A New Device Lets Someone Else Take Control of Your Muscles

If you could shoot like Steph Curry, would you?

June 21, 2017 9:00 am

Shooting 3s like Steph Curry. Swimming like Michael Phelps. Fighting like Bruce Lee.

All singular physical feats that you and I will, most likely, never recreate.

But what if you could connect your muscles to Curry’s muscles and mimic his exact movements?

Wired Muscle is attempting to make that a reality. Developed by researchers at Japan’s University of Tsukuba and Sony Computer Science Laboratories, the system of sensors and stimulators connects the muscles of two separate people, one an initiator and the other a responder.

In the video above, you’ll see a simple yet undeniably eerie demonstration.

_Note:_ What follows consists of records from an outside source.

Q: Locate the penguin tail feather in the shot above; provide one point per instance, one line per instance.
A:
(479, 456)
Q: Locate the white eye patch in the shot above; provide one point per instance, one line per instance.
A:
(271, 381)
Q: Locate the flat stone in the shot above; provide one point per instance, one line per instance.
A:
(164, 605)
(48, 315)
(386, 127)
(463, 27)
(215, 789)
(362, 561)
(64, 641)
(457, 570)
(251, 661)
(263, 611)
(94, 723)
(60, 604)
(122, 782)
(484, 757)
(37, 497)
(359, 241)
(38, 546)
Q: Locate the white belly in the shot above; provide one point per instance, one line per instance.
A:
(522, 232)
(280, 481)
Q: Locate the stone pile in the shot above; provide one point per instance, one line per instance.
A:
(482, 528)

Wired Muscle is shown to perform faster than visually stimulated motion. As the video cites, ignition of movement based on visual stimulus requires approximately 250 milliseconds for humans. In simpler terms, our brains can’t process what we see fast enough in reactions that require super-fast reactions. WM’s rig takes you brain out of the equation, and move your muscles for you, in response to a stimulus.

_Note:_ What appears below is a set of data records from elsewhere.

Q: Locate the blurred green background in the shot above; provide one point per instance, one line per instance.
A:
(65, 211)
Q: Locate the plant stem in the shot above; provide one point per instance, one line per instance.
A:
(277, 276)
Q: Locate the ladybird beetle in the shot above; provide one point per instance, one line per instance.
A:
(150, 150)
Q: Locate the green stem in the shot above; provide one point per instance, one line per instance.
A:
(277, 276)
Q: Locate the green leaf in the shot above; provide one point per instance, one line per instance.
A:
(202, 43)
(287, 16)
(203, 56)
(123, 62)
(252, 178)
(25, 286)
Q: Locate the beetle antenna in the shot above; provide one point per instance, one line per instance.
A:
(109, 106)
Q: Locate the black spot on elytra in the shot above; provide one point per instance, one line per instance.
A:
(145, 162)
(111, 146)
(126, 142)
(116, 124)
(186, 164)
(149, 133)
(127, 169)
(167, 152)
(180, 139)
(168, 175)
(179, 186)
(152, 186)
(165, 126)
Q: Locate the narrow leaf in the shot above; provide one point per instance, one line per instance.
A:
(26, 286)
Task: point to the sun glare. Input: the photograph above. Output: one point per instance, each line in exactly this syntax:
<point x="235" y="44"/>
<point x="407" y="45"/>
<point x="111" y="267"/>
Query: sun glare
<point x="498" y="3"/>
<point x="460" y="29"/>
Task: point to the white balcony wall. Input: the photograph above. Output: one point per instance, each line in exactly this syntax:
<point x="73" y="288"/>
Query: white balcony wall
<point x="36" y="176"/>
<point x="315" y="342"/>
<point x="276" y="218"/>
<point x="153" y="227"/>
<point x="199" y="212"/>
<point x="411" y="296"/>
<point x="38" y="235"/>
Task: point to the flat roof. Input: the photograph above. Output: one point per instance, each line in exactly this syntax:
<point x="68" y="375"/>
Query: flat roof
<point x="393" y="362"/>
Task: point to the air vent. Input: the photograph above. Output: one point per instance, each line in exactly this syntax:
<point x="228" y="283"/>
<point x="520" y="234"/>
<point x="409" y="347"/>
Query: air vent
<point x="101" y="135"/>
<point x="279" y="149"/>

And thus, a scientific conundrum arises: Just because we can do this, should we do this?

The researchers offer up three compelling real-life applications: rehabilitation, athletics and impairment reproduction. Doctors could link up to patients to help them heal more quickly by producing the exact strength and movement necessary in rehab. Coaches could link up to players to promote muscle memory of certain motions (like Steph Curry’s shot). And product designers could link up to people with physical impairments to better understand their needs.

But as lead research Jun Nishida told Fast Company, there’s a potentially Imperius-Curse-like downside.

“[For] now our devices are connected by a wire, but it can be by wireless LAN,” he says. “If the communication path is hijacked by someone else, you will lose control of your body.”

Thanks, but no thanks. No one’s playing me like a marionette.